Centre for Research in Development, Instruction and Training
 

Modelling the acquisition of syntactic categories

Project Team: Steve Croker, Fernand Gobet, Gary Jones, and Julian Pine.

Aims

This research uses EPAM (Feigenbaum & Simon, 1984), a computational modelling theory, to explain various phenomena in children's syntax acquisition. The basic EPAM architecture (which was a theory of perception and learning) is extended to provide a performance-limited distributional account of children's language learning. The various strands of the syntax project use this extended architecture to examine how much of the phenomena associated with children's syntax acquisition can be explained through the relatively simple distributional account that the architecture provides.


Theoretical Background

The basic assumptions are that (1) syntactic categories are actively constructed by the child using distributional learning abilities; and (2) cognitive constraints in learning rate and memory capacity limit these learning abilities. The distributional learning mechanism that has been developed is not only capable of constructing grammatical categories, but also of doing so in a way that is consistent with recent findings in the developmental literature on the sequencing of grammatical category acquisition.


On-Going Research

The project has been designed to complement a large-scale naturalistic study of children's early grammatical development that took place at Nottingham and Manchester. The EPAM architecture has been extended (Gobet & Pine, 1997) to form MOSAIC (Model of Syntax Acquisition in Children). MOSAIC takes as input the utterances from the mother's in the Nottingham/Manchester study and provides a performance-limited distributional account of this input in the form of a discrimination net (a network of nodes which are linked to each other to form a hierarchical structure). The output from MOSAIC consists of utterances that are obtained by traversing the discrimination net. These utterances are remarkably child-like due to the performance limitations that MOSAIC imposes. The project is currently in two strands: (1) Modelling children's early verb use, and (2) modelling the optional infinitive hypothesis.

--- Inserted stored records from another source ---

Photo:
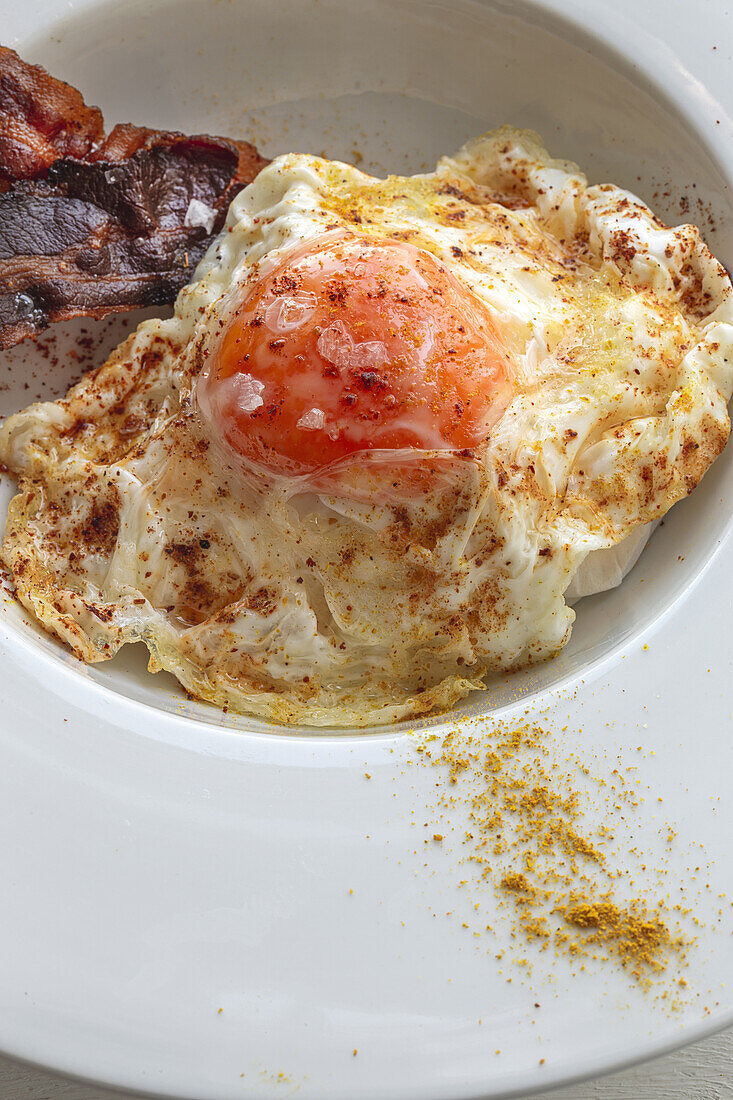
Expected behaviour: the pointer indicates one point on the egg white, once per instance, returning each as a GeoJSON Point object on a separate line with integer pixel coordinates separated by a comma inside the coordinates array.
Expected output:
{"type": "Point", "coordinates": [368, 604]}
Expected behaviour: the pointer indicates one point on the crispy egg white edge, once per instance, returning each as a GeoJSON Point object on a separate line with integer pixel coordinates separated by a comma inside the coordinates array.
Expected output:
{"type": "Point", "coordinates": [264, 222]}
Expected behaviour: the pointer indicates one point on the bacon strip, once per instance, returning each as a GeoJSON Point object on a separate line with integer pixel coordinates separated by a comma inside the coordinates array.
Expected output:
{"type": "Point", "coordinates": [94, 224]}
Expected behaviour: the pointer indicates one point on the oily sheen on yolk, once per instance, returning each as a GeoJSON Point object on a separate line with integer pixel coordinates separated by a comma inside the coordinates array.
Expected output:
{"type": "Point", "coordinates": [356, 343]}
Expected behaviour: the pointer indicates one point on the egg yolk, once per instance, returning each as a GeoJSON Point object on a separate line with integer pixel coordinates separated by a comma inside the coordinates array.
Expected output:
{"type": "Point", "coordinates": [350, 344]}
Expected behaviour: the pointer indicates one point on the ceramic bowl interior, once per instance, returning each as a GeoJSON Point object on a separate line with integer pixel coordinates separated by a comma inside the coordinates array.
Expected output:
{"type": "Point", "coordinates": [391, 85]}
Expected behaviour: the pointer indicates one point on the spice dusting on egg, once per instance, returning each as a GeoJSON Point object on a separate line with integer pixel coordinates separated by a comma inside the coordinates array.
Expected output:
{"type": "Point", "coordinates": [385, 438]}
{"type": "Point", "coordinates": [525, 812]}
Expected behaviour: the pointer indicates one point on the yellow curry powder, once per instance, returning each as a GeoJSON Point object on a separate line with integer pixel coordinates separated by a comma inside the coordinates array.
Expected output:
{"type": "Point", "coordinates": [531, 839]}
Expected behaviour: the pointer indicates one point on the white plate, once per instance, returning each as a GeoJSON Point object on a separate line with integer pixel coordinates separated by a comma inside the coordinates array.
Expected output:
{"type": "Point", "coordinates": [161, 861]}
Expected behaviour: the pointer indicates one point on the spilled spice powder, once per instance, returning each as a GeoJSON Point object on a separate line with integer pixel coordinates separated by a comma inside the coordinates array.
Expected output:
{"type": "Point", "coordinates": [533, 842]}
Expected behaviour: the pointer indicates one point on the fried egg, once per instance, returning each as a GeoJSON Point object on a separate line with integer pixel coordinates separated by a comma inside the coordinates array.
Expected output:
{"type": "Point", "coordinates": [389, 424]}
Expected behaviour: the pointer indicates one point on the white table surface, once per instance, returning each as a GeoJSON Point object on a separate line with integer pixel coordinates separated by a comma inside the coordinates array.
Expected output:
{"type": "Point", "coordinates": [701, 1071]}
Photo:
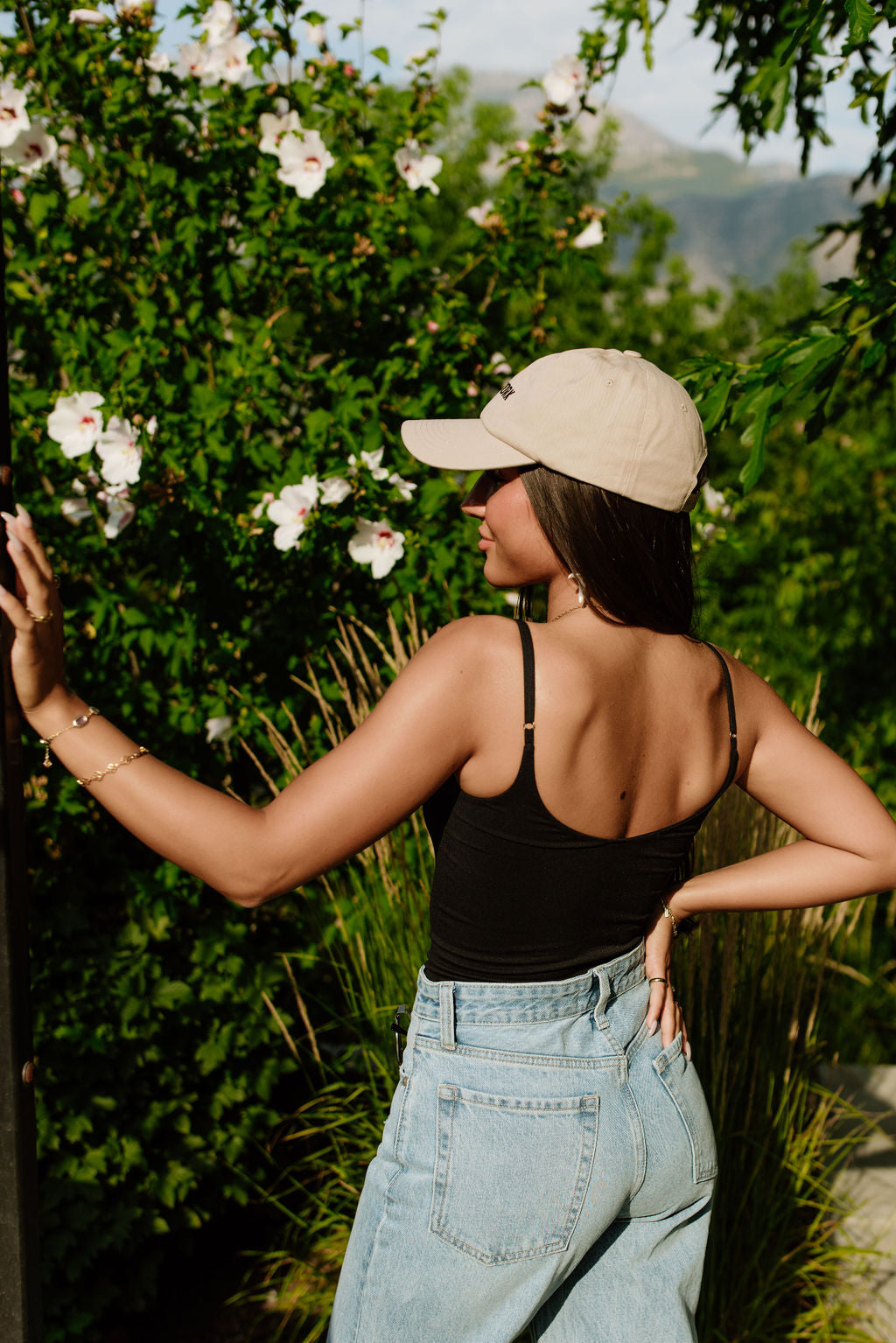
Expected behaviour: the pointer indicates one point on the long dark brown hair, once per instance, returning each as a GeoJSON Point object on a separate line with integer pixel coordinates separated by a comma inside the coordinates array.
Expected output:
{"type": "Point", "coordinates": [634, 560]}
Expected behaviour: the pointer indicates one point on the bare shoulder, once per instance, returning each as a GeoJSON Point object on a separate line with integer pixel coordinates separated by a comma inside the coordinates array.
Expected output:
{"type": "Point", "coordinates": [474, 642]}
{"type": "Point", "coordinates": [461, 658]}
{"type": "Point", "coordinates": [760, 710]}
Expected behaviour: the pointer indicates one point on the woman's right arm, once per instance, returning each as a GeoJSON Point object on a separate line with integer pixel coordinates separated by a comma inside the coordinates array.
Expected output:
{"type": "Point", "coordinates": [850, 838]}
{"type": "Point", "coordinates": [422, 730]}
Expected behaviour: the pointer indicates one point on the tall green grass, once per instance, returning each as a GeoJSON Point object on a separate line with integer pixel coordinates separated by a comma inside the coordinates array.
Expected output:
{"type": "Point", "coordinates": [751, 987]}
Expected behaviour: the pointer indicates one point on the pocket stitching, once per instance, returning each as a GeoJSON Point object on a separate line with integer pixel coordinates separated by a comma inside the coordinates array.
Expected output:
{"type": "Point", "coordinates": [586, 1107]}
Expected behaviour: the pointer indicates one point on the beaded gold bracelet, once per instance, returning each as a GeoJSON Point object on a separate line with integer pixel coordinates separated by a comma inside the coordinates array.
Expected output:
{"type": "Point", "coordinates": [110, 768]}
{"type": "Point", "coordinates": [668, 913]}
{"type": "Point", "coordinates": [80, 722]}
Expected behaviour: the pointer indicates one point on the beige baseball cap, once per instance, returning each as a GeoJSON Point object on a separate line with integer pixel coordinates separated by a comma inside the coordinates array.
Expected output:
{"type": "Point", "coordinates": [606, 416]}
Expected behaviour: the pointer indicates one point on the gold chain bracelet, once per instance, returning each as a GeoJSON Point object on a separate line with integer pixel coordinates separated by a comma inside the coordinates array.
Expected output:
{"type": "Point", "coordinates": [80, 722]}
{"type": "Point", "coordinates": [110, 768]}
{"type": "Point", "coordinates": [668, 913]}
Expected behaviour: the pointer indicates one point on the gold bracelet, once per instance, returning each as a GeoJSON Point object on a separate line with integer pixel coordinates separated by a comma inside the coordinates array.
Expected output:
{"type": "Point", "coordinates": [80, 722]}
{"type": "Point", "coordinates": [110, 768]}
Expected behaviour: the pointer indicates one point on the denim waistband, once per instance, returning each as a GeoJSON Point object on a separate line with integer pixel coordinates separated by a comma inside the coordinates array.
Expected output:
{"type": "Point", "coordinates": [532, 1001]}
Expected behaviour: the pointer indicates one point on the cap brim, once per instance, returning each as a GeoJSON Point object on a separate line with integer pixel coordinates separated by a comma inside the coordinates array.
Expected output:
{"type": "Point", "coordinates": [459, 446]}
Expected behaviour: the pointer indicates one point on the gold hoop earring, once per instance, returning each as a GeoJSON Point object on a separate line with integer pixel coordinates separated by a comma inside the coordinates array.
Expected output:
{"type": "Point", "coordinates": [574, 577]}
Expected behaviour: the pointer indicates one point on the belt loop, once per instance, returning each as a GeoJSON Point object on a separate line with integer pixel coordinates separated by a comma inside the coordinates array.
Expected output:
{"type": "Point", "coordinates": [446, 1014]}
{"type": "Point", "coordinates": [604, 981]}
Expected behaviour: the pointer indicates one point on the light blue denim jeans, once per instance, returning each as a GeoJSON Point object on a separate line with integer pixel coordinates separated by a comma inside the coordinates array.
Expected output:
{"type": "Point", "coordinates": [546, 1164]}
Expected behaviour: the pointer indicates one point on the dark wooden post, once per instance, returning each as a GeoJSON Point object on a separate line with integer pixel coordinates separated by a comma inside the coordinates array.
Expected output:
{"type": "Point", "coordinates": [19, 1264]}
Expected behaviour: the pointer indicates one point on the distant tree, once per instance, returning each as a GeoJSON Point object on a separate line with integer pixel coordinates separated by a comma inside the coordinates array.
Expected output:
{"type": "Point", "coordinates": [777, 59]}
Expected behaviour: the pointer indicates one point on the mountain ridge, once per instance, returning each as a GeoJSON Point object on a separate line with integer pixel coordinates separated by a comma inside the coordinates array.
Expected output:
{"type": "Point", "coordinates": [734, 218]}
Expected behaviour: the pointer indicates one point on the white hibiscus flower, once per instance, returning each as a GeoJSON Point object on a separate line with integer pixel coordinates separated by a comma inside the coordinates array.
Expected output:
{"type": "Point", "coordinates": [120, 507]}
{"type": "Point", "coordinates": [274, 129]}
{"type": "Point", "coordinates": [14, 118]}
{"type": "Point", "coordinates": [75, 423]}
{"type": "Point", "coordinates": [268, 497]}
{"type": "Point", "coordinates": [220, 23]}
{"type": "Point", "coordinates": [88, 17]}
{"type": "Point", "coordinates": [230, 59]}
{"type": "Point", "coordinates": [220, 730]}
{"type": "Point", "coordinates": [416, 170]}
{"type": "Point", "coordinates": [304, 160]}
{"type": "Point", "coordinates": [32, 150]}
{"type": "Point", "coordinates": [290, 512]}
{"type": "Point", "coordinates": [404, 487]}
{"type": "Point", "coordinates": [564, 80]}
{"type": "Point", "coordinates": [376, 544]}
{"type": "Point", "coordinates": [479, 213]}
{"type": "Point", "coordinates": [75, 509]}
{"type": "Point", "coordinates": [195, 58]}
{"type": "Point", "coordinates": [120, 451]}
{"type": "Point", "coordinates": [335, 491]}
{"type": "Point", "coordinates": [592, 235]}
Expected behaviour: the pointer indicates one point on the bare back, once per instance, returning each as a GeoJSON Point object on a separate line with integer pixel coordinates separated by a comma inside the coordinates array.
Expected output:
{"type": "Point", "coordinates": [632, 725]}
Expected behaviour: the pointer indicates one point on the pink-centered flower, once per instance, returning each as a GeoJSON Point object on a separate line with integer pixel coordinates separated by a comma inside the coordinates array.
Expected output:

(1) One of the most influential constructivist accounts of children's early verb use is the verb-island hypothesis (Tomasello, 1992). According to this view children's early grammar consists of inventories of verb-specific predicate structures. That is, their language is built around verbs which take arguments that are specific to the verb. For example, in the sentence "John walks the dog", "John" and "dog" are not seen as subject and object but as "someone who walks things" and "something that can be walked". Whilst consistent with a lot of children's early verb use, the verb-island hypothesis has the problem that lexical items other than verbs (such as pronouns) also seem to be acting as "islands" in children's speech (Pine, Lieven & Rowland, 1998). Data from two of the children and mother's in the Nottingham/Manchester study have been examined, together with data from MOSAIC when trained on each of the mother's utterances (Jones, Gobet & Pine, in preparation; Jones, Gobet & Pine, submitted). The results show that the utterances produced by MOSAIC: (1) more closely resemble the child's data than the child's mother's data on which MOSAIC is trained, and (2) can readily simulate both the verb-island and other-island phenomena which exist in the child's data.

(2) The Optional Infinitive hypothesis proposed by Wexler (1994) is a theory of children's early grammatical development that can be used to explain a variety of phenomena in children's early multi-word speech. However, Wexler's theory attributes a great deal of abstract knowledge to the child on the basis of rather weak empirical evidence. The data from one child from the Nottingham/Manchester study together with the output from MOSAIC when trained using the child's mother's utterances were examined (Croker, Pine & Gobet, 2000). The results show that the child makes errors that are consistent with the optional infinitive hypothesis but also makes errors that are inconsistent with the hypothesis. The results from MOSAIC show that the model makes the same errors as the child, and therefore undermines the claim that Optional Infinitive phenomena require an abstract grammatical analysis.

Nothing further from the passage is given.